Prenatal diagnosis[edit | edit source]

Prenatal diagnostics includes a set of procedures and methods used in the diagnosis of an unborn human individual. Developmental defects are probably the most significant group of diagnoses that can be diagnosed prenatally. Screening programs for pregnant women are used for the early detection of birth defects .

Early diagnosis of VV will make it possible to adjust prenatal, perinatal and postnatal care, which leads to complete or significant correction ( caesarean section , early surgical intervention). Rarely, prenatal therapy of the fetus is also possible (for example, in the case of obstructive developmental defects of the urinary system).

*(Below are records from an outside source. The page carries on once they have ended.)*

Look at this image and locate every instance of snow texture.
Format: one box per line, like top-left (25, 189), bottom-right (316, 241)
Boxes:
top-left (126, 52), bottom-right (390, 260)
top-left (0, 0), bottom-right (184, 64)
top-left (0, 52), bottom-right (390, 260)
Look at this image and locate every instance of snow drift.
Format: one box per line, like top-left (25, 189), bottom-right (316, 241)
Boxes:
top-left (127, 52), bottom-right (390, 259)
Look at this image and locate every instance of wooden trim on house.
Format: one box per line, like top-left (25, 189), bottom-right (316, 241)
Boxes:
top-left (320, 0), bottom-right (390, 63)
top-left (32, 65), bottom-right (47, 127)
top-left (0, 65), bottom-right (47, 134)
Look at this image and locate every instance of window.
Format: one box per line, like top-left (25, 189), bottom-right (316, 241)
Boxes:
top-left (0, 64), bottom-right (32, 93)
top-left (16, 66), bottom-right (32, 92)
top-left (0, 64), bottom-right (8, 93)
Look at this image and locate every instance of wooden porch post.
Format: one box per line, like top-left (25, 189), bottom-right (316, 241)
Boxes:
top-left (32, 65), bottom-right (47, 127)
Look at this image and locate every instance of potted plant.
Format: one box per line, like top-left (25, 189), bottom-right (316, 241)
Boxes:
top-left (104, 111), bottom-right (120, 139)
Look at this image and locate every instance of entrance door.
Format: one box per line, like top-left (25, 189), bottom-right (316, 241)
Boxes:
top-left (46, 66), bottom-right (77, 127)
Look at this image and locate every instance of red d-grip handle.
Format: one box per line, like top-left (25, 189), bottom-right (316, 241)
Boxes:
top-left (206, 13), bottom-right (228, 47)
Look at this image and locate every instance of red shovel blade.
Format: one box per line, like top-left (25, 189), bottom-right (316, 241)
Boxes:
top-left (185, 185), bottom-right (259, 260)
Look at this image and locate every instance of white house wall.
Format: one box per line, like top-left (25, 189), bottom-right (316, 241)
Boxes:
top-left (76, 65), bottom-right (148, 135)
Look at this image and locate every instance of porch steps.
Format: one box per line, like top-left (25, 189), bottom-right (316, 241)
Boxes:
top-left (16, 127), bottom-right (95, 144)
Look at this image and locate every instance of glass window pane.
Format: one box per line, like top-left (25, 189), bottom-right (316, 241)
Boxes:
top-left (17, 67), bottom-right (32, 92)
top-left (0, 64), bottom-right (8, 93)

In the case of serious or incompatible developmental defects, in many countries of the world, in accordance with current legislation, it is possible to terminate the pregnancy prematurely and thus kill the fetus (artificial termination of pregnancy for genetic reasons is currently legal in the Czech Republic up to the 24th week of pregnancy).

Non-invasive[edit | edit source]

This includes non-invasive methods, used mainly in screening programs. The relevant methods are generally safe and non-burdensome for both the mother and the fetus.

First of all, it is a biochemical examination of specific markers (according to the timing and the markers used, we distinguish between first-trimester and second-trimester screening), which is actually a semi-invasive examination (requires sampling of the mother's peripheral blood). It is also an ultrasound examination that can be performed as part of a screening for congenital developmental defects (combined first-trimester screening) or targeted (for example, a targeted fetal echocardiographic examination in case of suspected developmental heart defects).

Invasive[edit | edit source]

These methods are used in a targeted manner, with an increased risk of a certain birth defect. The methods are invasive, so they are relatively more risky for the mother and the fetus . The most commonly performed methods include amniocentesis , chorionic villus sampling , and cordocentesis . Using these methods, it is possible to obtain a sample of fetal tissue for cytogenetic or molecular-genetic examination.

For historical reasons, it is possible to mention fetoscopy , during which the fetus in the womb can be directly examined (today, fetoscopy is practically not used at all).

** More detailed information can be found on the page Prenatal diagnosis .

Examples of birth defects[edit | edit source]

Congenital defects by organ system[edit | edit source]

Chromosomal aberrations[edit | edit source]

** See the Chromosomal Aberrations page for more detailed information .

Mitochondrially inherited defects[edit | edit source]

They arise from mtDNA mutation (transmission from the mother), great phenotypic variability due to multiple mitochondrial genotypes.

The most well-known is the MELAS syndrome (Myopathy, Encephalopathy, Lactic Acid, Stroke).

Monitoring systems[edit | edit source]

The field that deals with the incidence of birth defects in the population and its trends is called population teratology. In the second half of the twentieth century, the first epidemiological programs aimed at monitoring the incidence of birth defects in the population began to emerge. It was also the infamous thalidomide affair that drew attention to the need for such monitoring, which is able to quickly record changes in the incidence of birth defects. The first registries were mostly created in larger hospital facilities or within some universities.

The first population registers appeared , which covered the occurrence of VVV in the entire territory of the respective state (Czechoslovakia was one of the first states). Mandatory, nationwide and regular registration was started here in 1964 . Thanks to the involvement of the National Register of Birth Defects of the Czech Republic in international structures, these data are also available in an international comparison.